Retourner en Irlande quarante ans plus tard m’a énormément nourrie. J’ai passé beaucoup de temps à Dublin sur les traces de Joyce, puis à Galway terre natale (ou plutôt mer natale) de Nora, avant qu’elle devienne la compagne de Joyce. En roulant sur les routes sinueuses traversées de nuages et de moutons, en foulant les falaises à pic sur la mer démontée, en discutant avec les habitants affables et curieux, j’ai eu le sentiment d’approcher le cœur de l’œuvre de Joyce. Je ne me souviens pas avoir visité un pays où l’on accède à l’âme du peuple de façon aussi immédiate. Celle-ci est marquée au fer par le paysage – empreint de lyrisme, de poésie et de folie – autant que par l’église catholique dont l’influence sur la vie politique et les mœurs a été prégnante.
 
Chargée de ces images, de ces souvenirs et de lectures, j’ai travaillé longtemps en compagnie d’Anick La Bissonnière et Mélanie Dumont pour trouver un espace qui reflète l’univers que je voulais mettre en scène. Comment traduire scéniquement un monologue intérieur, fait de pensées et non de paroles proférées? Quelles sont les clés qui nous permettraient d’accéder à Ulysse sans l’avoir lu, sans même en connaître tant soit peu l’univers?
 
Rapidement, il m’est apparu que la chambre à coucher, où Joyce situe l’action et les pensées de Molly Bloom, n’était pas un cadre juste pour le spectacle : d’une part, trop naturaliste pour l’écriture débridée de Joyce; et d’autre part, renvoyant par trop à une image de « vieux théâtre » qui ne nous convenait pas.
 
Nous voulions rendre compte de la modernité de l’écriture, même si l’histoire d’Ulysse est inscrite dans le temps et l’espace. Notre longue errance nous a permis de nous questionner en profondeur sur le sens et la couleur d’une telle parole et de choisir un cadre poétique apte à la suggestion et au fantasme autant qu’au déploiement de la parole.
 
Molly Bloom, qui doit beaucoup à son modèle Nora, exprime une voie féminine dans toute sa complexité.

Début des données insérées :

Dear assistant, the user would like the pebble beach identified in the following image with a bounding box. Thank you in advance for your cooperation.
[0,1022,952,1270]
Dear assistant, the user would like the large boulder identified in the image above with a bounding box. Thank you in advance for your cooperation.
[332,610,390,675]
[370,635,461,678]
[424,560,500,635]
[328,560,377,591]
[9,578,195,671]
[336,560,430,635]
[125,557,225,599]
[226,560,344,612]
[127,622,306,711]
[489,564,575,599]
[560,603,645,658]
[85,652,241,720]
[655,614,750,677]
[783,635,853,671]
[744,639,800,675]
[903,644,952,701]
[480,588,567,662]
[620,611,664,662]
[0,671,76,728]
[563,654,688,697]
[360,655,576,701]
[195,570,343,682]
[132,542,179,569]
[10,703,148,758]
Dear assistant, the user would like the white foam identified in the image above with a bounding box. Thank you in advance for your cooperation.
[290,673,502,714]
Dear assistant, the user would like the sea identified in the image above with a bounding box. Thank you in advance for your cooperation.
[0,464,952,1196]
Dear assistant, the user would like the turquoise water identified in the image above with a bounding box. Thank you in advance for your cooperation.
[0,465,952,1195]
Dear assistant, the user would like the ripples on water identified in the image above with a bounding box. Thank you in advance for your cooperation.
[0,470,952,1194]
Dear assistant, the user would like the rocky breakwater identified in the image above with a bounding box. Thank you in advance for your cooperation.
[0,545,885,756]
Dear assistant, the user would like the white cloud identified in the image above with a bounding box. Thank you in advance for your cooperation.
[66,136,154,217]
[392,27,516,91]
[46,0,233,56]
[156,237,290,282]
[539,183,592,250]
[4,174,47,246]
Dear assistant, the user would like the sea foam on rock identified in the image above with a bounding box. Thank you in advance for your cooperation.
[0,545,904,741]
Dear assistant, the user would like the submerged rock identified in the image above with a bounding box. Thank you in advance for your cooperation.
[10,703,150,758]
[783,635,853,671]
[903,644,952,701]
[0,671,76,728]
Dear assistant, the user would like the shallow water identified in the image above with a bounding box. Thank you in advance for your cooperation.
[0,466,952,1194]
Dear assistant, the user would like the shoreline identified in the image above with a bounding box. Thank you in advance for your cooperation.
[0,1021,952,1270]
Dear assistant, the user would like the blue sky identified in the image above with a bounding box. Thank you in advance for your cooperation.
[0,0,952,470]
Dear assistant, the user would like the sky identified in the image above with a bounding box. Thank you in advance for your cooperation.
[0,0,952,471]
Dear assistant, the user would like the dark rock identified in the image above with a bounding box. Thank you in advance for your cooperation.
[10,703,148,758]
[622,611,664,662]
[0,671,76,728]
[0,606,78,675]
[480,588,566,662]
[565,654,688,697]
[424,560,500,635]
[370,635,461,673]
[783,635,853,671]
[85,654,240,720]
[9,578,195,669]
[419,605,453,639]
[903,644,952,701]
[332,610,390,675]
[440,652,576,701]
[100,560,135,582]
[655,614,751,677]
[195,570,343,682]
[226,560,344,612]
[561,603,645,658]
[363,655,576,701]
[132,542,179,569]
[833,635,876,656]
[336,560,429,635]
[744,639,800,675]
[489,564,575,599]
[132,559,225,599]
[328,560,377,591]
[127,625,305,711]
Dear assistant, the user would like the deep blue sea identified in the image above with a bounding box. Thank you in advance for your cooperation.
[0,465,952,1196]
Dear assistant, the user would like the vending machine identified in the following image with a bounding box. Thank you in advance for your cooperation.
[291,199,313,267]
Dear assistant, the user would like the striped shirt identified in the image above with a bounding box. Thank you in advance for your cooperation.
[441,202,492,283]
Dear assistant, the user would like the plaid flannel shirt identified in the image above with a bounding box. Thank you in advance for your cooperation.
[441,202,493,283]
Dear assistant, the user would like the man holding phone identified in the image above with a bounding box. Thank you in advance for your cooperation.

Elle se laisse aller à la rêverie, entre son présent irlandais et son enfance espagnole, habitée par l’éros et le désir, ce qui l’amène à évoquer ses amants passés autant que son mari en panne d’appétence depuis la mort de leur fils. On entend rarement sur scène une femme exprimer avec crudité une telle sensualité qui semble, chez ce personnage hors-norme, être liée à la beauté, la nature, l’air, la mer et le soleil.
 
Cette Pénélope attend non pas le retour du mari mais la réapparition de son désir pour elle. Dans son attente, Molly Bloom apparaît tout sauf passive. Le choix renouvelé de Léopold qu’elle semble faire à la fin d’Ulysse renvoie au « oui » de la demande en mariage et au « oui » à la vie. Il en est un d’acceptation lucide et réconcilié avec le sort féminin. J’allais dire avec l’aliénation féminine dont Molly n’est pas dupe.
 
Paradoxalement, ses pensées lui sont attribuées par un écrivain qui exprime à travers Bloom ses propres fantasmes, dont son goût du voyeurisme et d’une sexualité un peu tordue. Je ne suis pas sûre que Joyce aimait les femmes, mais du moins aimait-il Molly ou son modèle pour en faire un portrait si miroitant.
 
Explorer cette matière en compagnie d’Anne-Marie, pour notre douzième collaboration, a été particulièrement réjouissant. Ensemble nous avons fréquenté bien des matières sombres et désespérées depuis trente ans, traçant des figures de femmes dominées, violentées, brisées ou autodestructrices. La souffrance y vibrait davantage que la jouissance. Voir Anne-Marie endosser cette parole pleine de vie et l’accompagner à travers toutes les couleurs, les complexités de cette Molly Bloom iconoclaste, frivole et grave, dépendante mais libre, m’a procuré joie, frissons et gratitude.